なお、本明細書においては、“部”および“%”とあ
るのは、それぞれ“重量部”および“重量%”を意味す
る。In this specification, “parts” and “%” mean “parts by weight” and “% by weight”, respectively.

また、本発明における“炭素繊維”とは、狭義の“炭
素繊維”のみならず、“黒鉛化炭素繊維”をも包含する
ものとする。Further, the “carbon fiber” in the present invention includes not only “carbon fiber” in a narrow sense but also “graphitized carbon fiber”.

従来技術とその問題点 従来燃料電池およびニッケルカドミウム電池の電極素
材として使用される炭素繊維シートは、黒鉛化した炭素
繊維と接着剤成分(エポキシ樹脂、ウレタン樹脂など)
とを含むスラリーを調製し、抄紙することにより製造さ
れている。しかしながら、この様な炭素繊維シートにお
いては、黒鉛化炭素繊維自体の体積抵抗は、10-3Ωcm程
度であるにもかかわらず、接着剤の主成分である樹脂自
体が絶縁体であるため、シートとしての表面抵抗は、10
1〜102Ω程度となっている。Conventional technology and its problems Conventionally, carbon fiber sheets used as electrode materials for fuel cells and nickel cadmium batteries consist of graphitized carbon fibers and adhesive components (epoxy resin, urethane resin, etc.).
Is prepared by preparing a slurry containing However, in such a carbon fiber sheet, although the volume resistance of the graphitized carbon fiber itself is about 10 −3 Ωcm, the resin itself, which is a main component of the adhesive, is an insulator, Surface resistance is 10
It is about 1 to 10 2 Ω.

従って、黒鉛化した炭素繊維の抄紙時に密度を高めて
接着剤成分の量を出来るだけ減少させることにより、シ
ートの導電性を向上させる試みがなされているが、この
場合には、接着剤成分の量が不十分であるため、シート
としての引張り強度が低く、実用的に問題となってい
る。Therefore, attempts have been made to improve the conductivity of the sheet by increasing the density of the graphitized carbon fiber during papermaking and reducing the amount of the adhesive component as much as possible. Since the amount is insufficient, the tensile strength of the sheet is low, which is a practical problem.

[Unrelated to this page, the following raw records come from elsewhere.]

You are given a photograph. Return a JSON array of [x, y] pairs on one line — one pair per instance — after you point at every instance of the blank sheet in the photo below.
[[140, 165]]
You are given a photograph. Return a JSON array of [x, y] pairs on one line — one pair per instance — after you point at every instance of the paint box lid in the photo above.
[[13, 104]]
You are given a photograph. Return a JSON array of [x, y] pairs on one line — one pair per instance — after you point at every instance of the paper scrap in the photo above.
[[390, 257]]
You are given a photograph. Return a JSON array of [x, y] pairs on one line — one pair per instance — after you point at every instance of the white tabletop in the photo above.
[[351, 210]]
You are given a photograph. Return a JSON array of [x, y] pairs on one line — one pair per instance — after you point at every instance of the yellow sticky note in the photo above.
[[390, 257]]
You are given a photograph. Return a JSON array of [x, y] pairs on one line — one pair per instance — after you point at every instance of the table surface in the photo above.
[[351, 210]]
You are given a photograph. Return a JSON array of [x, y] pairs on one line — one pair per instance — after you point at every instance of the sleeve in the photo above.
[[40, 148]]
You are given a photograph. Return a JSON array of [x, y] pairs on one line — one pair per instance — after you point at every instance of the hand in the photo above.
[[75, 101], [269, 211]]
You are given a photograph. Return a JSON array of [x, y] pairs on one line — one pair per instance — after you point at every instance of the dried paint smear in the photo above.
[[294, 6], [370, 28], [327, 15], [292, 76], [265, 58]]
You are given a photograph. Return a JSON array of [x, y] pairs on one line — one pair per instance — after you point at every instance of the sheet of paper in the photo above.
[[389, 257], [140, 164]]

問題点を解決するための手段 本発明者は、上記の如き従来技術の問題点に鑑みて鋭
意研究を重ねた結果、炭素繊維と接着剤成分とを使用し
て炭素繊維シートを製造するに際し、特定量の黒鉛粉末
および/またはカーボンブラックを併用する場合には、
高導電性で且つ引張り強度にも優れた炭素繊維シートが
得られることを見出した。Means for solving the problems The present inventor, as a result of intensive research in view of the problems of the prior art as described above, when producing a carbon fiber sheet using a carbon fiber and an adhesive component, When a specific amount of graphite powder and / or carbon black is used together,
It has been found that a carbon fiber sheet having high conductivity and excellent in tensile strength can be obtained.

また、炭素繊維、接着剤成分ならびに黒鉛粉末および
/またはカーボンブラックからなる組成物を使用する場
合には、シート状のみならず、円筒状、板状、棒状など
の任意の形状の構造体が容易に製造できることを見出し
た。When a composition comprising carbon fiber, an adhesive component, and graphite powder and / or carbon black is used, not only a sheet but also a structure having an arbitrary shape such as a cylinder, a plate, and a rod can be easily formed. It was found that it can be manufactured.

さらに、炭素繊維、接着剤成分ならびに黒鉛粉末およ
び/またはカーボンブラックからなる組成物に特定量の
黒鉛化ミルドファイバーを配合する場合には、得られる
炭素繊維構造体の導電率がさらに一層改善されることを
も見出した。Furthermore, when a specific amount of the graphitized milled fiber is blended with the composition comprising the carbon fiber, the adhesive component, and the graphite powder and / or carbon black, the conductivity of the obtained carbon fiber structure is further improved. I also found that.

本発明者は、さらにまた、上記の接着剤成分に代えて
熱溶融性合成樹脂を使用する場合にも、高導電性で且つ
引張り強度にも優れた炭素繊維構造体が得られることを
見出した。The present inventor has further found that even when a hot-melt synthetic resin is used in place of the adhesive component, a carbon fiber structure having high conductivity and excellent tensile strength can be obtained. .

即ち、本発明は、下記の高導電率炭素繊維構造体を提
供するものである: 炭素繊維100部および粒子径0.01〜2μmの黒鉛粉末
および/またはカーボンブラック3〜10部が接着剤成分
2〜10部により結合保持されている高導電性炭素繊維構
造体。That is, the present invention provides the following high-conductivity carbon fiber structure: 100 parts of carbon fibers and 3 to 10 parts of graphite powder and / or carbon black having a particle diameter of 0.01 to 2 μm are composed of an adhesive component 2 Highly conductive carbon fiber structure that is bonded and held by 10 parts.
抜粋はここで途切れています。